Is the due date exact?
No. A due date is an estimated delivery date, not a guaranteed birth date. Many babies are born before or after the due date.
How does cycle length affect the estimate?
For regular cycles longer or shorter than 28 days, the estimate can be adjusted by adding cycle length minus 28 days to the standard LMP due-date rule.
Does ovulation always happen on day 14?
No. Ovulation is often estimated as about 14 days before the next period, so the cycle day can vary depending on cycle length and individual variation.
What is the fertile window?
The fertile window is an approximate set of days when pregnancy is more likely, usually around the days before ovulation and ovulation day.
Can I use this calculator as birth control?
No. Fertile-window estimates are not reliable enough to use as a guaranteed birth-control method.
Can this calculator confirm pregnancy?
No. It estimates dates only. Pregnancy confirmation requires a pregnancy test and, when needed, medical evaluation.
Can this calculator determine paternity?
No. A calendar estimate cannot establish paternity. Paternity questions require appropriate testing and professional guidance.
What if my periods are irregular?
Irregular cycles make LMP and ovulation estimates less reliable. Clinician-guided dating, often including ultrasound, may be more useful.
Is ultrasound dating better than calendar dating?
When dates are uncertain or cycles are irregular, clinician-guided ultrasound dating is generally preferred over calendar-only estimates.
Can assisted reproduction change the calculation?
Yes. IVF, IUI, ovulation induction, or medically tracked cycles may use specific clinical dating rules. Follow your clinician’s dating guidance.
Should I rely on this calculator for prenatal decisions?
No. Use it for education and general planning only. Prenatal timing, tests, and due-date decisions should be guided by a qualified healthcare professional.
Disclaimer: This Conception Date Calculator provides educational pregnancy-timing estimates from an estimated due date, known conception date, or first day of the last menstrual period with average cycle length. Results depend on the input method, date accuracy, cycle regularity, average cycle length, ovulation timing, calendar rounding, and whether the pregnancy has been clinically dated. Standard calendar rules commonly use about 266 days from conception to due date or 280 days from LMP to due date for a regular 28-day cycle, with cycle-length adjustment for regular cycles that are longer or shorter than 28 days. Real conception timing can vary because ovulation does not always happen on cycle day 14, sperm can survive for several days in the reproductive tract, and fertilization timing may not match the date of intercourse. Fertile-window and ovulation results are approximate and should not be used as a guaranteed pregnancy predictor or birth-control method. Gestational age is usually counted from LMP and is typically about two weeks greater than conceptional or fetal age.

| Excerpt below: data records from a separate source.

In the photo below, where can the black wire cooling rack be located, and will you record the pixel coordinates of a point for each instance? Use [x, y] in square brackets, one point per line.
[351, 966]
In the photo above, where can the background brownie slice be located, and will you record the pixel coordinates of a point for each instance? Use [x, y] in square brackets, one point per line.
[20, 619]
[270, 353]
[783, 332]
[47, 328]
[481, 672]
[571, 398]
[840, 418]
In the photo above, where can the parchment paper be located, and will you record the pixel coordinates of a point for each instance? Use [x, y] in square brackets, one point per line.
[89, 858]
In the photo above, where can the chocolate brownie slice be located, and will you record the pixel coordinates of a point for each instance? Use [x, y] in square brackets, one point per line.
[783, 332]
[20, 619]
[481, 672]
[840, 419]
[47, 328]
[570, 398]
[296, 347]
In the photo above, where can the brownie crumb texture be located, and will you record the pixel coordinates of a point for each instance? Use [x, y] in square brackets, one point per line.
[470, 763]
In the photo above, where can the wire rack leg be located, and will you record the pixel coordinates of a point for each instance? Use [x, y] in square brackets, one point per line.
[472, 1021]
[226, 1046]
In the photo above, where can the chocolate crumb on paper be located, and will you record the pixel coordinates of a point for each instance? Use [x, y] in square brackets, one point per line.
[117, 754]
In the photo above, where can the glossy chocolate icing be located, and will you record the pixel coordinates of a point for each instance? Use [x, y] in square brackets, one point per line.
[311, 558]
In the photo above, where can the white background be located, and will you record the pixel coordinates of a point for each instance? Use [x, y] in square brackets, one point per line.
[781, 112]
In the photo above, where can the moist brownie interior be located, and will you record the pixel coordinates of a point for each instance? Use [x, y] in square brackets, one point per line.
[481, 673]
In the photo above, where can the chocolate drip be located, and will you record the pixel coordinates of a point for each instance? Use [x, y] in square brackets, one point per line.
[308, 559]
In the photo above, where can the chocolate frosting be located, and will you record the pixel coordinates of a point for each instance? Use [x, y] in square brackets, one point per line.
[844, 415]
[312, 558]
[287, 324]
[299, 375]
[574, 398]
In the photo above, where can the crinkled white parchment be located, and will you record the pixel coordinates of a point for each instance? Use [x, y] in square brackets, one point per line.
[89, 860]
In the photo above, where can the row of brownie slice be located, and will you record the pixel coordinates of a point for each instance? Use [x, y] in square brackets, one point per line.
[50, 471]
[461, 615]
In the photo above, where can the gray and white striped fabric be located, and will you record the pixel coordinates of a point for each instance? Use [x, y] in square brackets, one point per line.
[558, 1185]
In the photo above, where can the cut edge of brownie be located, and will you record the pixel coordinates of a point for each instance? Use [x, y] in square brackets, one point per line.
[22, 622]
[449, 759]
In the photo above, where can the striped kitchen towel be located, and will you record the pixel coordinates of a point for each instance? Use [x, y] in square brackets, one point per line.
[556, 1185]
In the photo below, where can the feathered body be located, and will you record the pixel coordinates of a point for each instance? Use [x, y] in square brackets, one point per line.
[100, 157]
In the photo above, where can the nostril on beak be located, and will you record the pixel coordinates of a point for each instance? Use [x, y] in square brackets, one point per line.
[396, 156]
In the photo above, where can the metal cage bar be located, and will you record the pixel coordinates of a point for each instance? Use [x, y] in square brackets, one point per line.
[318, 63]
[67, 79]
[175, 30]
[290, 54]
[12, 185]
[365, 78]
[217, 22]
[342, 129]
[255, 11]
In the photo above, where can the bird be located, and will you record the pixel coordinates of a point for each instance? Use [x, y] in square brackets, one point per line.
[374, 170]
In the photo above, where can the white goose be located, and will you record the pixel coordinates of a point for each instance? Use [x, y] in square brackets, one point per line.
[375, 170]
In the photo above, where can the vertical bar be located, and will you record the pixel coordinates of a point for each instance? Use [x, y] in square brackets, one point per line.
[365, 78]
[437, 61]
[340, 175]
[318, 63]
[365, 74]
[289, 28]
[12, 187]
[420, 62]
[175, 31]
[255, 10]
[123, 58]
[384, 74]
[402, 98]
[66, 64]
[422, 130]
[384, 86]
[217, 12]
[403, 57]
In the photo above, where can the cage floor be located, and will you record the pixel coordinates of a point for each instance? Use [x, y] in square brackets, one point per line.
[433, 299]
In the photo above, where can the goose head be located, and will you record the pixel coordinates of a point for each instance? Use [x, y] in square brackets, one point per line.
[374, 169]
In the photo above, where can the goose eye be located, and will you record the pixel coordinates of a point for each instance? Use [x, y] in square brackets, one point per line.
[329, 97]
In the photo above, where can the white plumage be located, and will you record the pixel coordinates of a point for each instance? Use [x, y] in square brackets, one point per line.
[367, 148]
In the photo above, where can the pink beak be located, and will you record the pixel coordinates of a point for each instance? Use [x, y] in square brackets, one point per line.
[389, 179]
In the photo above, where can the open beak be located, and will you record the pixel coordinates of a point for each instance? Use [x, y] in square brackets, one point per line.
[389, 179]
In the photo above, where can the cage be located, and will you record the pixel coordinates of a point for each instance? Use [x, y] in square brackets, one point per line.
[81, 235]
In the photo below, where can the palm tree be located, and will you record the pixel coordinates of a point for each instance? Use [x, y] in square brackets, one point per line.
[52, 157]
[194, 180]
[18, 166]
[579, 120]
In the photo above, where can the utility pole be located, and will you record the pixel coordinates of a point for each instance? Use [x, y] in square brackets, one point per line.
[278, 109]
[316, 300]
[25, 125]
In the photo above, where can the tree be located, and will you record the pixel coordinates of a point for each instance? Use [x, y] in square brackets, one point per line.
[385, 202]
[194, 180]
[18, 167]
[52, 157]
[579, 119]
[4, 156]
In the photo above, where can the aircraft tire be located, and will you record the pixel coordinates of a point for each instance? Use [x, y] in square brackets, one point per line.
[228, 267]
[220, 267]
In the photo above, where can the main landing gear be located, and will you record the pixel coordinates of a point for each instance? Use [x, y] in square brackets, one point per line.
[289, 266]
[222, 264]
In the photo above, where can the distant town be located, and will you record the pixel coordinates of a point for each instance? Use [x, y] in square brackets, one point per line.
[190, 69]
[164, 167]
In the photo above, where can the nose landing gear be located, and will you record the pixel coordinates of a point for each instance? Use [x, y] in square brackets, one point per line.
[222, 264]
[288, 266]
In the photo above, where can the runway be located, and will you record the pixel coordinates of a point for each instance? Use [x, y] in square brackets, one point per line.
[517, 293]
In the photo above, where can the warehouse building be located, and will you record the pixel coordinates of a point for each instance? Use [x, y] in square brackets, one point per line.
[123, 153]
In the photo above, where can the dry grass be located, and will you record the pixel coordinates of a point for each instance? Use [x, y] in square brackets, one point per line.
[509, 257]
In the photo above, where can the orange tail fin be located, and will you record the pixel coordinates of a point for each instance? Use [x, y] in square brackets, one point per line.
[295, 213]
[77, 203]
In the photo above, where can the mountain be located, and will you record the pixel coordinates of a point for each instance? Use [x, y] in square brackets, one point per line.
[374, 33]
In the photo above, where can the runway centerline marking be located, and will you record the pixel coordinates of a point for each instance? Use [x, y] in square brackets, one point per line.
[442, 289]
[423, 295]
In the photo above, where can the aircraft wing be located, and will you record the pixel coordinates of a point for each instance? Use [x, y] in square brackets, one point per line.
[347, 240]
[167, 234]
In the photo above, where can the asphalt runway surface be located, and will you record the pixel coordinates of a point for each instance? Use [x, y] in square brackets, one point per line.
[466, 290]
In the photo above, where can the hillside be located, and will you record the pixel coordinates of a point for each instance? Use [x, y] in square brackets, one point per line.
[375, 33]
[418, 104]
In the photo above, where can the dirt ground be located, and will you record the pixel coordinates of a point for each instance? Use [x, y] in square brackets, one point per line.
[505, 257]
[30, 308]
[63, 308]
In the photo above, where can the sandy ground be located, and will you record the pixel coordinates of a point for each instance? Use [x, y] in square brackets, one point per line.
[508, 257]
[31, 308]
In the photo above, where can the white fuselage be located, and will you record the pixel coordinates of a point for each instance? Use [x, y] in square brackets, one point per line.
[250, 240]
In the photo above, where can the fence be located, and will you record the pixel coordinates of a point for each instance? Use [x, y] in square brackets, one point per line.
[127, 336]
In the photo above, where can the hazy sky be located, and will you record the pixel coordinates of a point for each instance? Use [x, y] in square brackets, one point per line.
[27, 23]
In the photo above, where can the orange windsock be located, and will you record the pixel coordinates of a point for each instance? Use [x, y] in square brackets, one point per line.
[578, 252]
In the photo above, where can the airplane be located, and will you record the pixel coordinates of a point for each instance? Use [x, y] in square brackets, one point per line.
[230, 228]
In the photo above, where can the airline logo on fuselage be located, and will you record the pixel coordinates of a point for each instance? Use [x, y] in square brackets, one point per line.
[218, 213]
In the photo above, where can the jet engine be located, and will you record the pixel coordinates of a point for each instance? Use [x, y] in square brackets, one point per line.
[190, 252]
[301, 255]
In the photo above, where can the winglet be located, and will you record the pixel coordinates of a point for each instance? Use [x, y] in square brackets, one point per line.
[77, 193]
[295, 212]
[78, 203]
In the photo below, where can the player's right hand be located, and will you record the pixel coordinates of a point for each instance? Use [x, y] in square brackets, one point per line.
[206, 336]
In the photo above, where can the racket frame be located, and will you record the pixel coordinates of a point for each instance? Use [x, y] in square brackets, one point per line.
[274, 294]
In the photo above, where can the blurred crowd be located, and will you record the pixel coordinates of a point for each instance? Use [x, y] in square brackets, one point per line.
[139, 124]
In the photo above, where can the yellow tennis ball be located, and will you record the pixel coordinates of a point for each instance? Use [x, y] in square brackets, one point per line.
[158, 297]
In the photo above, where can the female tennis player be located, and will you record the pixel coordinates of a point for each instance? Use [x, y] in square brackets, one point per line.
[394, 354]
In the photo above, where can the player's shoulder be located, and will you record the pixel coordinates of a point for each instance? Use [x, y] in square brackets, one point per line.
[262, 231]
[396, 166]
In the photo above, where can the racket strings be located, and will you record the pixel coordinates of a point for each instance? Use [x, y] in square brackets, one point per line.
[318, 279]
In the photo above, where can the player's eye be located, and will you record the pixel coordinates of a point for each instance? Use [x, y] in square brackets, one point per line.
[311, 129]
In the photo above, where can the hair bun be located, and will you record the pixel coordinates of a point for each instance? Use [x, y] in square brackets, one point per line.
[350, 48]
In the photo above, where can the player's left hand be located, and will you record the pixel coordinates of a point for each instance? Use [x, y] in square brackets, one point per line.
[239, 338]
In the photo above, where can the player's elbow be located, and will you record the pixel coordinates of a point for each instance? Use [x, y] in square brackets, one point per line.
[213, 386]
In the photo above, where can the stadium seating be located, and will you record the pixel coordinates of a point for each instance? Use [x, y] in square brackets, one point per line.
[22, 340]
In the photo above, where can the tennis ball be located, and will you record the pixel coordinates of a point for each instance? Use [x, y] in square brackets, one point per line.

This calculator is not a medical diagnosis, pregnancy confirmation tool, paternity test, or substitute for prenatal care. If dates are uncertain, cycles are irregular, assisted reproduction was used, bleeding occurred, pregnancy symptoms are concerning, or precise dating matters, consult a qualified healthcare professional; clinician-guided ultrasound dating is generally preferred when calendar dates are uncertain.